A tree structure is an algorithm for placing and locating files (called records or keys) in a database. The algorithm finds data by repeatedly making choices at decision points called nodes. A node can have as few as two branches (also called children), or as many as several dozen. The structure is straightforward, but in terms of the number of nodes and children, a tree can be gigantic.
In a tree, records are stored in locations called leaves. This name derives from the fact that records always exist at end points; there is nothing beyond them. The starting point is called the root. The maximum number of children per node is called the order of the tree. The maximum number of access operations required to reach the desired record is called the depth. In some trees, the order is the same at every node and the depth is the same for every record. This type of structure is said to be balanced. Other trees have varying numbers of children per node, and different records might lie at different depths. In that case, the tree is said to have an unbalanced or asymmetrical structure.
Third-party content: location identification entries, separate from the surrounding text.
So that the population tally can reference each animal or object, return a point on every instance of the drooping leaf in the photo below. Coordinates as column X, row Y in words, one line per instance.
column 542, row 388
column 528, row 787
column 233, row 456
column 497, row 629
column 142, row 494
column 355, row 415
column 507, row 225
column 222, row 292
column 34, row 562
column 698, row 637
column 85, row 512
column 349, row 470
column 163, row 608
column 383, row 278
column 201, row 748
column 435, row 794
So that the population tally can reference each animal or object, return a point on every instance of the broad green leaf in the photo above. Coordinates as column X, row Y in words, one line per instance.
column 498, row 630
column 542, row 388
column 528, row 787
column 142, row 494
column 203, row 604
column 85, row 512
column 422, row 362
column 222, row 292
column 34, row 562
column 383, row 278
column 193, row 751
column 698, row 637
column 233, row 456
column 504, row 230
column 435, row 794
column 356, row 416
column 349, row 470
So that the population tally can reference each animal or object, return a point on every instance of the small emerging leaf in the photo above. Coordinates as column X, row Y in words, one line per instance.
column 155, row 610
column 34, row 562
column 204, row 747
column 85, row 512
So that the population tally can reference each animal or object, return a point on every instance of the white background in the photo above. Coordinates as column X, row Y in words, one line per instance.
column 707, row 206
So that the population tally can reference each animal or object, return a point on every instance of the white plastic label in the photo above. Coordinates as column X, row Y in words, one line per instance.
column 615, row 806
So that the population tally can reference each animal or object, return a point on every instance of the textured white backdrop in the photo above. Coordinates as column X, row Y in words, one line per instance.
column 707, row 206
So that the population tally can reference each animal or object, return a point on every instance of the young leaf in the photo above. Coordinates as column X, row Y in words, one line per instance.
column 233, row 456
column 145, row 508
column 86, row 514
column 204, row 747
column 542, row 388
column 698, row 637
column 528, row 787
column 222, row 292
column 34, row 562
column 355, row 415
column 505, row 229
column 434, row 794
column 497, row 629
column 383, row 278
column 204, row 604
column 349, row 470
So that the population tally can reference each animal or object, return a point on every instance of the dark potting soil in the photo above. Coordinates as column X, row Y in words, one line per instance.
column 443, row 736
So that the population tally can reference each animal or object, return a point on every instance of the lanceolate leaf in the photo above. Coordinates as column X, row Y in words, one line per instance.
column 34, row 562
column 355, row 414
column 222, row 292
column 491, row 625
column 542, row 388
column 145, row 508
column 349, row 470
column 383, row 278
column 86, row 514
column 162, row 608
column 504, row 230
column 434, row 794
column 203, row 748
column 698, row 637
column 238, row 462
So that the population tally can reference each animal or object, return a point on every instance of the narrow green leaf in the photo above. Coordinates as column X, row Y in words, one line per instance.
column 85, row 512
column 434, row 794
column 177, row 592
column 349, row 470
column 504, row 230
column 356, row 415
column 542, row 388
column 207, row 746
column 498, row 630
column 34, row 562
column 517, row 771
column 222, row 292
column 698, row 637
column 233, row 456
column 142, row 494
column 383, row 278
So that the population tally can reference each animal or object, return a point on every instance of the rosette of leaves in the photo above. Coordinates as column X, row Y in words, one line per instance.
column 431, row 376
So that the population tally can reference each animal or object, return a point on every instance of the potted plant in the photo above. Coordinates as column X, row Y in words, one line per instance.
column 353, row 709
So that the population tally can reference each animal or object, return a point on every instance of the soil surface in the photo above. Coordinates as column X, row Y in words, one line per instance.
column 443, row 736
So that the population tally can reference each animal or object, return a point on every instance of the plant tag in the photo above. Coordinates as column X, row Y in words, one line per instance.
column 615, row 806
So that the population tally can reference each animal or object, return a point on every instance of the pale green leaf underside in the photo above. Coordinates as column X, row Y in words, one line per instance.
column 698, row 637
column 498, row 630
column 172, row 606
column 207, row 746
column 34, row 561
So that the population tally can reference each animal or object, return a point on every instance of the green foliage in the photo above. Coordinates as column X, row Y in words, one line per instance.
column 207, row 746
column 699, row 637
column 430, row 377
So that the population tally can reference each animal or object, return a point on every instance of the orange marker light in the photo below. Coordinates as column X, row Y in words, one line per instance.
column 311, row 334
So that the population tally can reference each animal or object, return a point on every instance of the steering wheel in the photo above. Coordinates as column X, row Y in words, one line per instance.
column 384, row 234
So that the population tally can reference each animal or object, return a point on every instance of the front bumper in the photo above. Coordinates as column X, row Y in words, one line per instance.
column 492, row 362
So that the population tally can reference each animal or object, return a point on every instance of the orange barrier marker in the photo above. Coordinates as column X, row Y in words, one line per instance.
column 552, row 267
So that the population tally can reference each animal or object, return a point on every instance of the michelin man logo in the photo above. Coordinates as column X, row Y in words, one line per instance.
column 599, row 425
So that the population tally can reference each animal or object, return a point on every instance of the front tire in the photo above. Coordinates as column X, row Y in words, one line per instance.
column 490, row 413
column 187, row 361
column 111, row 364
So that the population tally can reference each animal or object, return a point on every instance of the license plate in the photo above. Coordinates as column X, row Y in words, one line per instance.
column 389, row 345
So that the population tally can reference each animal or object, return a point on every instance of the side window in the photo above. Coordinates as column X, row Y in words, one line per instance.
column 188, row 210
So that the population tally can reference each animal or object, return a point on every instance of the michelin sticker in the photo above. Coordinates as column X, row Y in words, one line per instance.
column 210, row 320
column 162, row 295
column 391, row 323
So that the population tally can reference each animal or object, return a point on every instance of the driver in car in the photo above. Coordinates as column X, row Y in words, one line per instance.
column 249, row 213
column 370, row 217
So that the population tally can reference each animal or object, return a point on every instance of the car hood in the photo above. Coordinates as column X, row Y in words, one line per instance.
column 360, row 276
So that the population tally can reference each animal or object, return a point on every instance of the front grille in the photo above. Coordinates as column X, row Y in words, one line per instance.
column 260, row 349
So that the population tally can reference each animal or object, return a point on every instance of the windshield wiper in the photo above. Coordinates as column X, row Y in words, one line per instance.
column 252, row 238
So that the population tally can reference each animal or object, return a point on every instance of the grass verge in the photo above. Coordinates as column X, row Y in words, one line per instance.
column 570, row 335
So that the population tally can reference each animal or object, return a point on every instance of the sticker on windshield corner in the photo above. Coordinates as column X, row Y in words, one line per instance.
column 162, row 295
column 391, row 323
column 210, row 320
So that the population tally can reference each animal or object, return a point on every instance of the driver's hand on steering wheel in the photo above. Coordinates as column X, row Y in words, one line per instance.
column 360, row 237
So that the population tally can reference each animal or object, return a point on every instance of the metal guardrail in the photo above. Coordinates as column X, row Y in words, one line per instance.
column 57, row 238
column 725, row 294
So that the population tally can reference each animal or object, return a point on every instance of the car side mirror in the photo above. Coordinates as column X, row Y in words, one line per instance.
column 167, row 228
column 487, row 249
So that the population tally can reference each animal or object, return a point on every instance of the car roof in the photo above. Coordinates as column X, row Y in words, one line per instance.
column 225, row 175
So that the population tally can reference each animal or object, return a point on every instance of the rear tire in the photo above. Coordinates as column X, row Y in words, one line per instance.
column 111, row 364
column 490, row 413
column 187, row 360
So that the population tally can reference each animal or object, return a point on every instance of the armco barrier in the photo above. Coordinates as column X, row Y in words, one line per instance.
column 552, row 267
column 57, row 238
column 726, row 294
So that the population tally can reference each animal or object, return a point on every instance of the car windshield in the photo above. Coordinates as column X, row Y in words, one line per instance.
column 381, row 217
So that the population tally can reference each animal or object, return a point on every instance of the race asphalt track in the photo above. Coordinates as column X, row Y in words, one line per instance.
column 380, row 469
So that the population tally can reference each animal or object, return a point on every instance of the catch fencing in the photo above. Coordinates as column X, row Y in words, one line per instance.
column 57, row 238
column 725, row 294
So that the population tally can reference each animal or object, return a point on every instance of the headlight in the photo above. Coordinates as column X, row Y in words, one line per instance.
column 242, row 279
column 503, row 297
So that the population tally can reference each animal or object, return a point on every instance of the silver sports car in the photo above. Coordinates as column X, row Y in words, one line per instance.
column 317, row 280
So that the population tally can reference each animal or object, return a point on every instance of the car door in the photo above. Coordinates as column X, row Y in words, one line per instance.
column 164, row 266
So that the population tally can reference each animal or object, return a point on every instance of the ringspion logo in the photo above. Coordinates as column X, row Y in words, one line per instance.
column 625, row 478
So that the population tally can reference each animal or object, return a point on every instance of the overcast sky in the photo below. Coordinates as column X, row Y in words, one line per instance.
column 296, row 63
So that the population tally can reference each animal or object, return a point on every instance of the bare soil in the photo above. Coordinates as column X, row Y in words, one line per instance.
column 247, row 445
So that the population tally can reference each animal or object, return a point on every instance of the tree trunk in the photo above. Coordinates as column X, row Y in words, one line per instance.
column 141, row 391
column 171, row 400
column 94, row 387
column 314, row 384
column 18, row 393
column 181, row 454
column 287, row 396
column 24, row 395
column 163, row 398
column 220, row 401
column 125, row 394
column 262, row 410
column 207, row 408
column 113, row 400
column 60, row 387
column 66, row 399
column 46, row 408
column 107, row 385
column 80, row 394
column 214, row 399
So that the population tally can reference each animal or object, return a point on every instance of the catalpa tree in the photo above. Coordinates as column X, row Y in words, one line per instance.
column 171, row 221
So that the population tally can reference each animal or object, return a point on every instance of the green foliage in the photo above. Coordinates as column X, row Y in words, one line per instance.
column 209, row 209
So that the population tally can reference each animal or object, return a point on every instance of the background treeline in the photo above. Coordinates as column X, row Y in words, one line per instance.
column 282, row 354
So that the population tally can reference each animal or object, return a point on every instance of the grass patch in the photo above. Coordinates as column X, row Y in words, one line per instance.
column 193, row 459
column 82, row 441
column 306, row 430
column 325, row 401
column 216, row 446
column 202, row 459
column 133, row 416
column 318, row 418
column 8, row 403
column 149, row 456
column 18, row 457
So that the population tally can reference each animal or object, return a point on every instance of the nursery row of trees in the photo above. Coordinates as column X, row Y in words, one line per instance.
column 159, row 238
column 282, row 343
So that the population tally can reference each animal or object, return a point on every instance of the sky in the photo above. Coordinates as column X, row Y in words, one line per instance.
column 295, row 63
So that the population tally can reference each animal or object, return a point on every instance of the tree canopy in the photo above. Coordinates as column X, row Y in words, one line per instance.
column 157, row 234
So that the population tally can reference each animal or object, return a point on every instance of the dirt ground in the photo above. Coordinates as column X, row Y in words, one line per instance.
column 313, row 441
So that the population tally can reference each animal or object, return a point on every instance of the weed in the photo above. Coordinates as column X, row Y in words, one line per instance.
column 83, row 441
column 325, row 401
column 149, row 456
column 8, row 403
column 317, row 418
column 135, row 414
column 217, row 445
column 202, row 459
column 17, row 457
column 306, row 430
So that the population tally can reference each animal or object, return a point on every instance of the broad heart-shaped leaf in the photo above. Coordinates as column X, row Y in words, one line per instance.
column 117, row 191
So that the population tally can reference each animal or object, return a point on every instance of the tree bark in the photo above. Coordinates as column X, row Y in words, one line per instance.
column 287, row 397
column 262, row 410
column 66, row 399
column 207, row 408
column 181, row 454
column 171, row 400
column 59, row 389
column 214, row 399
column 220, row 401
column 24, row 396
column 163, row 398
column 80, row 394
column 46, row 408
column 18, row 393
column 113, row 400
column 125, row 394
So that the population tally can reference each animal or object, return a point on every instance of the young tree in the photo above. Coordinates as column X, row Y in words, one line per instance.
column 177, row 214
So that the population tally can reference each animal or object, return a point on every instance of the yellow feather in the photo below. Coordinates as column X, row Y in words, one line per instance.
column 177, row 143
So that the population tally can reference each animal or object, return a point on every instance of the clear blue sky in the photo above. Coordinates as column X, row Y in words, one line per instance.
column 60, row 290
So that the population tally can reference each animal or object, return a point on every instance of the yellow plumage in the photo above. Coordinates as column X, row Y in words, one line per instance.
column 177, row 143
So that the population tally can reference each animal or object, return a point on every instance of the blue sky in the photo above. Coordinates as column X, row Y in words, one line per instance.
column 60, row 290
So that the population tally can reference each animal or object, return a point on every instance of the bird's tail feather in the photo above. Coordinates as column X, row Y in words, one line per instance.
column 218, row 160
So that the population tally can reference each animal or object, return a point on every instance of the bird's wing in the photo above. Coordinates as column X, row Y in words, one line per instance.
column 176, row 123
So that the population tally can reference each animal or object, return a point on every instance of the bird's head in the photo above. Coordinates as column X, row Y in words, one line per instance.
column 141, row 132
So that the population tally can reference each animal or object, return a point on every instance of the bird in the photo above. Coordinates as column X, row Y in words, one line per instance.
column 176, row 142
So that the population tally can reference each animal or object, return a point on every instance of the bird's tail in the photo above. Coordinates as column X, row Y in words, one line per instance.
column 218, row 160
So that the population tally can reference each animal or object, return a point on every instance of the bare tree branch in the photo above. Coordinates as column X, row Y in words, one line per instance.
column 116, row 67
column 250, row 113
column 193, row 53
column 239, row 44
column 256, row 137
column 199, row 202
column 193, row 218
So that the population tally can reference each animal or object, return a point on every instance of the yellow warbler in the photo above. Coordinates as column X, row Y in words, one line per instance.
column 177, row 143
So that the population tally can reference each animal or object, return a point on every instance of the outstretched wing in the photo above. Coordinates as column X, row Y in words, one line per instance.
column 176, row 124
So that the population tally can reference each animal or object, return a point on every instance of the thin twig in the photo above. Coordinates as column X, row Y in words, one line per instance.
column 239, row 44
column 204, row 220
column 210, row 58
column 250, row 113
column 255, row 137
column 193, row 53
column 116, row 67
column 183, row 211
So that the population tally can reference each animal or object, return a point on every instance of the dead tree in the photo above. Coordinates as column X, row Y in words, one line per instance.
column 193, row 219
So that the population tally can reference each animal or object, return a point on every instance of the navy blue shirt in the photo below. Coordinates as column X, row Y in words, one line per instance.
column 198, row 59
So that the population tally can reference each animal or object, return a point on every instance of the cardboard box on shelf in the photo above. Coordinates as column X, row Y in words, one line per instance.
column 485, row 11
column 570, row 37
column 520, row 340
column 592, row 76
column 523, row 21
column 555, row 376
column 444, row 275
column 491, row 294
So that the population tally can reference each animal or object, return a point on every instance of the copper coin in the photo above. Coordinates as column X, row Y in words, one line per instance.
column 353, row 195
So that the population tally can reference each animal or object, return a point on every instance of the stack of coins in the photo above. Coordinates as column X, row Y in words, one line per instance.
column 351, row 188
The illustration shows three examples of tree structures. (Note that the portrayals are upside-down compared to real tree plants.) Structures A and B are balanced, and structure C is unbalanced. Roots are at the top, and are represented by red arrows and red lines. Nodes are shown as gray dots. Children are solid black lines. Leaves are at the bottom, and are represented by green dots. As the process moves toward the leaves and away from the root, children can branch out from a node, but children never merge into a node.
In a practical tree, there can be thousands, millions, or billions of nodes, children, leaves, and records. Not every leaf necessarily contains a record, but more than half do. A leaf that does not contain data is called a null. The trees shown here are simple enough to be rendered in two dimensions, but with some large databases, three dimensions are needed to clearly depict the structure.